Objective: To investigate the effect of fat mass (FM) reduction on adipose tissue gene expression in terms of lipid synthesis [sterol regulatory binding protein 1c (SREBP-1c)] and lipid oxidation [uncoupling protein 2 (UCP-2)] 2 years after lipid malabsorption and to assess the influence of lipid malabsorption on fat-free mass (FFM) maintenance evaluating the expression of genes related to glycolysis [hexokinase (HKII)] and glucose storage [glycogen synthase (GS)].
Research method and procedures: SREBP-1c, UCP-2, HKII, and GS mRNA expression were studied by reverse transcriptase-competitive polymerase chain reaction in 10 massively obese subjects before and 2 years after bilio-pancreatic diversion (BPD). Body composition was assessed by isotopic dilution method and insulin sensitivity by euglycemic-hyperinsulinemic clamp.
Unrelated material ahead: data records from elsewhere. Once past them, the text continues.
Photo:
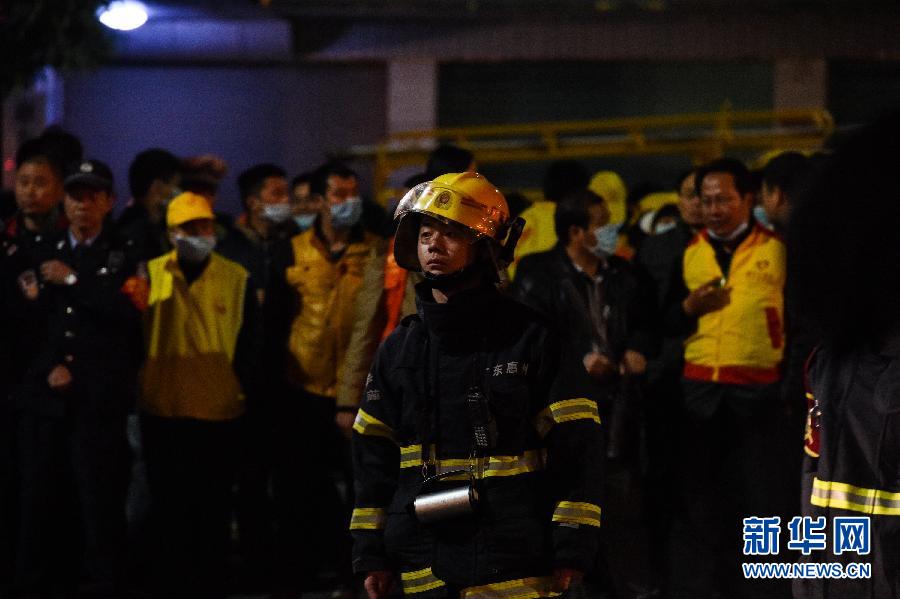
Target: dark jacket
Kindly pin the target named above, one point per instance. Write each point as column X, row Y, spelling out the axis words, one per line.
column 856, row 417
column 549, row 283
column 91, row 327
column 536, row 512
column 660, row 256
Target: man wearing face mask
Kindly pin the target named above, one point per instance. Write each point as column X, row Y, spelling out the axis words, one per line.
column 73, row 401
column 732, row 312
column 305, row 206
column 266, row 223
column 153, row 179
column 267, row 218
column 660, row 256
column 315, row 282
column 200, row 350
column 603, row 307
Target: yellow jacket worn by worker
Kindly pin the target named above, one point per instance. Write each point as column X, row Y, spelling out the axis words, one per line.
column 328, row 289
column 744, row 342
column 192, row 334
column 539, row 234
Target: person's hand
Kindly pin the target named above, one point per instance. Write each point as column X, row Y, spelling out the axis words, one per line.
column 344, row 421
column 563, row 578
column 634, row 363
column 707, row 298
column 54, row 271
column 59, row 378
column 598, row 366
column 378, row 584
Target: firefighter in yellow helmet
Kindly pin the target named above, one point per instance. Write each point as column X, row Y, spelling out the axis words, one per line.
column 473, row 458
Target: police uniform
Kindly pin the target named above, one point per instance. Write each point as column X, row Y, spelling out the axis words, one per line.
column 16, row 245
column 72, row 452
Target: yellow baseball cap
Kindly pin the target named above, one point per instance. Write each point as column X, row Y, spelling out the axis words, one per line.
column 186, row 207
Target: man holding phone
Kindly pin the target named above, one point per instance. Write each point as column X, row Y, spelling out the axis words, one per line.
column 734, row 273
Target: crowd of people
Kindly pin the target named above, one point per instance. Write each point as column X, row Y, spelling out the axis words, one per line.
column 193, row 404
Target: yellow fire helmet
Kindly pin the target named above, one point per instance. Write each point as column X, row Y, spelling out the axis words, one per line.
column 465, row 199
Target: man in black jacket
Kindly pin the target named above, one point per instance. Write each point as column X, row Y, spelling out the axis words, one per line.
column 74, row 397
column 604, row 310
column 470, row 391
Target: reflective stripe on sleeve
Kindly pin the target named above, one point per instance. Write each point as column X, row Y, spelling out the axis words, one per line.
column 858, row 499
column 419, row 581
column 366, row 424
column 566, row 411
column 521, row 588
column 367, row 518
column 577, row 512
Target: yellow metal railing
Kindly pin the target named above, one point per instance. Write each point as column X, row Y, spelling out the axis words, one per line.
column 701, row 136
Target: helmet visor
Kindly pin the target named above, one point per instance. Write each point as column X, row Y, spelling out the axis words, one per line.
column 448, row 205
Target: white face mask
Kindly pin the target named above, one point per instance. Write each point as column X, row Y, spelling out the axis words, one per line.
column 347, row 213
column 305, row 221
column 762, row 217
column 277, row 213
column 606, row 239
column 194, row 249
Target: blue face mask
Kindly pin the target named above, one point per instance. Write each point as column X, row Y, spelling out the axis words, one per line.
column 305, row 221
column 347, row 213
column 606, row 239
column 759, row 213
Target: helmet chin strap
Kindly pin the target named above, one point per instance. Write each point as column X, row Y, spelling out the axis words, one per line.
column 446, row 282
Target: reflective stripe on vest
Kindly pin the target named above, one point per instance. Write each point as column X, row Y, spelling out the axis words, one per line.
column 567, row 410
column 857, row 499
column 366, row 424
column 367, row 518
column 521, row 588
column 577, row 512
column 419, row 581
column 485, row 467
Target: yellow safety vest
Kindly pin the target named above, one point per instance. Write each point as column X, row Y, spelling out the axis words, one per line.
column 539, row 234
column 744, row 342
column 191, row 333
column 320, row 332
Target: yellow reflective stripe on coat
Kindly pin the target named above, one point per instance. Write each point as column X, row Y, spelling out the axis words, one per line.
column 521, row 588
column 366, row 424
column 858, row 499
column 566, row 411
column 419, row 581
column 577, row 512
column 498, row 465
column 367, row 518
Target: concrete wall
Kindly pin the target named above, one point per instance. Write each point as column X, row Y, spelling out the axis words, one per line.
column 292, row 116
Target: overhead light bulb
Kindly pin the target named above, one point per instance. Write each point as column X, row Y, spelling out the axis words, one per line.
column 123, row 15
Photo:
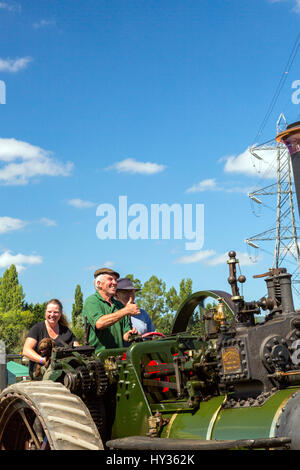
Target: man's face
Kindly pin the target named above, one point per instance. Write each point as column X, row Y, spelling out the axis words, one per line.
column 108, row 285
column 125, row 295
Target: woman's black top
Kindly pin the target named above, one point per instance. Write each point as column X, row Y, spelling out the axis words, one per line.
column 39, row 331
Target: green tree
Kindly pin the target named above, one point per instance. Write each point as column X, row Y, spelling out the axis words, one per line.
column 14, row 326
column 77, row 326
column 11, row 292
column 152, row 299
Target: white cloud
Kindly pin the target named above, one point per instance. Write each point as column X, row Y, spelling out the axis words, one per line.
column 204, row 185
column 14, row 65
column 129, row 165
column 197, row 257
column 19, row 260
column 297, row 6
column 80, row 204
column 47, row 222
column 208, row 257
column 10, row 6
column 8, row 224
column 212, row 185
column 245, row 163
column 24, row 161
column 43, row 23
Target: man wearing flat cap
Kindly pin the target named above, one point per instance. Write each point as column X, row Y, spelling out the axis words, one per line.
column 108, row 317
column 125, row 292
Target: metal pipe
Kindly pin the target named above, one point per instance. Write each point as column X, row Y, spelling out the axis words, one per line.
column 156, row 443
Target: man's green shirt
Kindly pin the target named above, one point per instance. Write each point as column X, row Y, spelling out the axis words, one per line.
column 112, row 337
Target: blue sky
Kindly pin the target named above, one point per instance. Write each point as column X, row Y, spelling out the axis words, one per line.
column 157, row 101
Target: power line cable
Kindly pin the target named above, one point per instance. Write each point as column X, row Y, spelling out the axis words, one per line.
column 279, row 86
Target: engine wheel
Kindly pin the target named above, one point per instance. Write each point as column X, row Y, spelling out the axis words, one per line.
column 45, row 415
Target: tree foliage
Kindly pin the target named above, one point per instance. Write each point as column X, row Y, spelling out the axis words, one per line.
column 77, row 307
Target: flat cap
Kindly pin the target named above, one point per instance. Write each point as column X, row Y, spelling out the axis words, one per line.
column 126, row 284
column 106, row 271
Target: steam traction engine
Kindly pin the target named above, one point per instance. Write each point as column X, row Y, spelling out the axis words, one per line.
column 237, row 386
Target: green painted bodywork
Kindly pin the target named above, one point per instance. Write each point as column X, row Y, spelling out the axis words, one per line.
column 134, row 406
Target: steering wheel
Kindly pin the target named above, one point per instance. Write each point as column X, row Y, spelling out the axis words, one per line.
column 153, row 333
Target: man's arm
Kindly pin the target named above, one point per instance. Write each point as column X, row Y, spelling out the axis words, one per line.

Results: FM decrease was approximately 60%, whereas FFM remained at normal physiological levels. In adipose tissue, SREBP-1c mRNA reduction (-39%, p < 0.005) was related only to FM changes after BPD, and UCP-2 decrease (-37%, p < 0.05) was dependent on free fatty acid (FFA) changes. No significant variations were observed in HKII and GS gene expression in skeletal muscle.
Discussion: Lipid malabsorption induced by BPD altered the expression of genes involved in glucose and lipid metabolism, with different consequences on FM and FFM. The degree of FM loss seems to interfere with SREBP-1c gene suppression to preserve an adequate amount of fat storage, in accordance with the thrifty genotype hypothesis. The reduction of FFAs induced by BPD acts in inhibiting FFA transportation to the mitochondria (UCP-2), contributing to the decreased lipid oxidation inside the adipose tissue.